# Sting-Ray Deluxe seat post length?



## el_Luchador76 (Aug 23, 2021)

Does anyone know if the front seat post found on a 65 (or similar) Sting-Ray is longer or the same size as a typical seat post found on a heavyweight cruiser?  I've got some lying around and wondering if they will work or I need to find a Sting-Ray specific post.  To be clear, I allready have the saddle (70's Troxel, ~standard banana) and rear loop, which is 24" from clamp to seat connection.  Thanks!


----------



## coasterbrakejunkie1969 (Aug 23, 2021)

el_Luchador76 said:


> Does anyone know if the front seat post found on a 65 (or similar) Sting-Ray is longer or the same size as a typical seat post found on a heavyweight cruiser?  I've got some lying around and wondering if they will work or I need to find a Sting-Ray specific post.  To be clear, I allready have the saddle (70's Troxel, ~standard banana) and rear loop, which is 24" from clamp to seat connection.  Thanks!

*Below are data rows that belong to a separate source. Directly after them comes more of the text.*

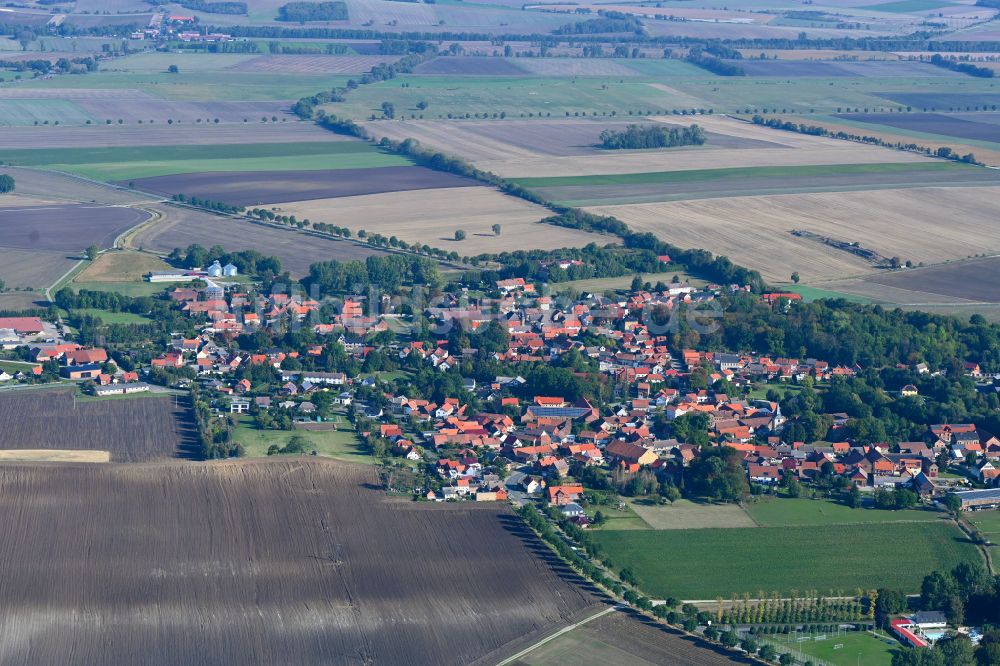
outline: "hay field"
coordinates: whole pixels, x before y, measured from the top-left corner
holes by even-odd
[[[927,158],[877,146],[781,132],[723,116],[665,116],[632,122],[697,123],[704,146],[640,151],[594,151],[590,127],[618,127],[628,118],[565,121],[404,121],[365,123],[378,136],[420,143],[461,155],[480,169],[507,178],[587,176],[759,166],[922,162]],[[536,123],[536,124],[533,124]],[[595,152],[599,158],[595,158]]]
[[[769,280],[797,271],[803,281],[869,273],[847,252],[789,231],[805,229],[914,263],[936,263],[1000,250],[998,187],[909,188],[786,194],[599,206],[634,230],[680,247],[711,250]]]
[[[167,271],[170,266],[162,259],[144,252],[105,252],[90,262],[77,282],[138,282],[151,271]]]
[[[255,118],[259,121],[259,118]],[[317,143],[354,141],[351,137],[321,129],[315,123],[188,123],[173,125],[64,125],[22,127],[0,132],[0,150],[35,148],[111,148],[122,146],[206,146],[245,143]]]
[[[193,458],[197,432],[185,402],[74,400],[72,389],[8,393],[0,396],[0,449],[106,451],[129,463]]]
[[[77,252],[16,250],[3,246],[0,246],[0,256],[3,257],[3,261],[0,261],[0,280],[4,281],[8,289],[48,287],[79,260]],[[5,302],[14,299],[13,293],[5,293],[3,296],[6,297]],[[18,300],[31,301],[38,298],[42,298],[41,293],[26,294],[25,298]],[[6,308],[0,305],[0,309]]]
[[[539,220],[550,215],[549,211],[490,187],[316,199],[278,208],[282,214],[300,219],[346,226],[355,234],[364,229],[409,243],[454,250],[463,256],[616,241],[611,236],[542,225]],[[500,236],[493,234],[494,224],[501,225]],[[465,231],[465,240],[455,240],[457,229]]]
[[[67,173],[29,169],[23,167],[0,167],[0,174],[12,176],[19,196],[34,197],[47,201],[67,201],[107,206],[129,206],[152,203],[157,199],[142,192],[97,183]],[[82,249],[82,248],[81,248]]]
[[[0,247],[82,252],[111,247],[115,238],[149,219],[138,208],[56,204],[0,208]]]
[[[265,55],[244,60],[230,69],[279,74],[363,74],[376,65],[397,60],[399,56]]]
[[[156,211],[161,218],[140,229],[131,243],[135,247],[163,254],[192,243],[205,247],[221,245],[230,252],[257,250],[281,259],[282,270],[289,271],[293,277],[306,275],[309,266],[318,261],[347,261],[384,254],[373,247],[351,241],[316,236],[287,227],[255,224],[200,210],[169,205],[152,206],[150,210]],[[338,224],[343,225],[344,221]]]
[[[967,259],[835,283],[837,289],[902,305],[1000,303],[1000,257]],[[834,283],[831,283],[834,284]]]
[[[788,116],[783,117],[783,119],[791,120],[793,122],[805,122],[805,117],[800,118]],[[963,143],[961,139],[926,135],[912,131],[904,132],[901,129],[889,126],[864,125],[861,123],[845,121],[843,119],[832,118],[830,116],[817,116],[815,120],[810,117],[809,122],[814,125],[825,127],[833,132],[844,131],[850,132],[851,134],[877,136],[884,141],[915,143],[917,145],[930,148],[931,150],[948,147],[960,155],[973,153],[976,156],[976,159],[984,164],[988,164],[990,166],[1000,166],[1000,149],[986,142]]]
[[[508,508],[377,482],[307,457],[0,466],[0,661],[496,663],[600,607]]]
[[[746,511],[736,504],[698,504],[678,500],[669,506],[629,502],[636,515],[654,530],[754,527]]]

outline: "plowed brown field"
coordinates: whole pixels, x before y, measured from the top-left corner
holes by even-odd
[[[509,509],[376,480],[310,458],[0,466],[0,663],[468,664],[595,604]]]

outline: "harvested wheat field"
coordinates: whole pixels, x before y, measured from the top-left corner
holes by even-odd
[[[541,224],[539,220],[551,215],[548,210],[491,187],[316,199],[281,204],[279,210],[314,223],[339,224],[355,233],[364,229],[396,236],[408,243],[454,250],[463,256],[616,241],[611,236]],[[494,224],[501,227],[499,236],[492,231]],[[465,240],[455,240],[456,230],[465,232]]]
[[[0,246],[0,253],[3,255],[3,261],[0,261],[0,280],[10,289],[51,286],[79,261],[78,252],[15,250]],[[12,292],[3,295],[10,297]],[[40,297],[41,293],[31,298]]]
[[[318,261],[348,261],[385,254],[351,241],[321,237],[289,227],[255,224],[201,210],[169,205],[152,206],[150,210],[160,218],[139,230],[131,242],[135,247],[163,254],[192,243],[205,247],[221,245],[229,252],[257,250],[265,256],[278,257],[282,270],[289,271],[293,277],[307,274],[310,264]]]
[[[24,167],[0,167],[0,174],[7,174],[14,178],[19,196],[46,201],[74,201],[117,206],[156,200],[148,194],[131,192],[125,188],[104,185],[56,171]]]
[[[9,462],[111,462],[110,451],[83,449],[7,449],[0,451],[0,463]]]
[[[305,457],[0,466],[0,662],[485,664],[598,607],[509,508],[377,480]]]
[[[886,257],[936,263],[1000,250],[1000,187],[909,188],[785,194],[598,206],[636,231],[680,247],[697,247],[755,268],[765,279],[804,281],[869,273],[868,262],[823,243],[797,238],[804,229],[858,242]]]
[[[512,666],[723,666],[756,663],[628,609],[568,631]]]
[[[761,127],[725,116],[664,116],[634,119],[646,124],[696,123],[708,133],[703,146],[660,150],[599,151],[581,150],[581,127],[620,127],[623,120],[567,121],[558,129],[554,120],[534,121],[546,131],[528,129],[533,121],[405,121],[367,123],[378,136],[411,137],[422,144],[460,154],[480,169],[508,178],[584,176],[595,174],[682,171],[753,166],[799,166],[808,164],[877,164],[919,162],[928,158],[878,146],[865,146],[825,137],[794,134]],[[525,141],[523,136],[538,134]],[[589,135],[589,133],[588,133]],[[562,140],[568,143],[560,145]],[[597,152],[597,151],[593,151]],[[560,154],[562,153],[562,154]],[[588,154],[591,153],[591,154]]]
[[[138,282],[147,273],[168,271],[159,257],[144,252],[105,252],[76,276],[77,282]]]
[[[20,391],[0,396],[0,423],[0,450],[110,451],[115,462],[143,462],[195,457],[197,449],[184,400],[175,405],[170,396],[82,400],[72,390]]]

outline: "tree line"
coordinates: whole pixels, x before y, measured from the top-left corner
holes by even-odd
[[[196,12],[206,14],[246,14],[247,3],[224,0],[221,2],[209,2],[208,0],[181,0],[181,7],[193,9]]]
[[[765,127],[771,127],[774,129],[785,130],[786,132],[798,132],[799,134],[809,134],[812,136],[828,136],[834,139],[843,139],[846,141],[857,141],[859,143],[867,143],[875,146],[885,146],[887,148],[897,148],[899,150],[907,150],[911,152],[923,153],[925,155],[933,155],[934,157],[940,157],[942,159],[953,160],[955,162],[965,162],[966,164],[980,164],[973,153],[967,153],[965,155],[959,155],[953,149],[947,146],[941,146],[937,149],[931,149],[926,146],[920,146],[916,143],[902,143],[899,141],[886,141],[879,136],[865,136],[861,134],[851,134],[849,132],[844,132],[842,130],[833,131],[821,125],[806,125],[805,123],[793,123],[788,120],[781,120],[780,118],[764,118],[761,115],[755,114],[751,118],[755,125],[764,125]]]
[[[281,273],[281,259],[278,257],[265,256],[257,250],[227,252],[221,245],[213,245],[209,249],[205,249],[197,243],[189,245],[184,250],[175,247],[167,259],[184,268],[203,268],[218,261],[223,265],[232,264],[241,273],[247,275],[264,273],[279,275]]]
[[[705,131],[698,125],[689,127],[629,125],[621,131],[604,130],[600,134],[600,140],[604,148],[611,150],[700,146],[705,143]]]
[[[278,8],[278,20],[290,22],[346,21],[347,4],[333,2],[289,2]]]
[[[953,72],[961,72],[962,74],[968,74],[969,76],[978,76],[982,79],[993,78],[993,70],[989,67],[979,67],[970,62],[959,62],[958,60],[945,58],[940,53],[935,53],[931,56],[931,64],[937,67],[950,69]]]
[[[747,74],[739,65],[716,58],[700,48],[691,49],[684,60],[719,76],[746,76]]]

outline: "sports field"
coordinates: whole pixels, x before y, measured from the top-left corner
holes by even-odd
[[[946,523],[599,531],[593,539],[659,599],[858,587],[917,592],[928,571],[981,559]]]
[[[889,666],[899,641],[884,633],[867,631],[840,634],[791,634],[769,636],[766,642],[800,653],[804,663],[809,658],[822,659],[833,666]]]

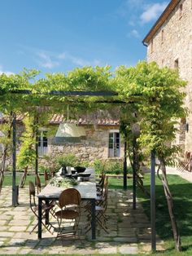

Not exactly sure but I think the Stingray post is longer. That being said if you have the seat down far enough it will not matter. I'm a bit taller and like the seat way up and therefor need the longer post.


----------



## pinopat (Aug 23, 2021)

According to the 1964 and 1965 dealer catalogs the part number for the Stingray seat post was 7208. The 7208 part was described in the 1964 parts catalog as "Chrome, 14 inches long". There is no diameter provided. It is the seat post with the longest stated length. (So it is longer) Here is the seat post section from the 1964 parts and accessories documentation (look at part number 7208 about halfway down the list).


----------



## el_Luchador76 (Aug 24, 2021)

That's amazing!  Thanks!


----------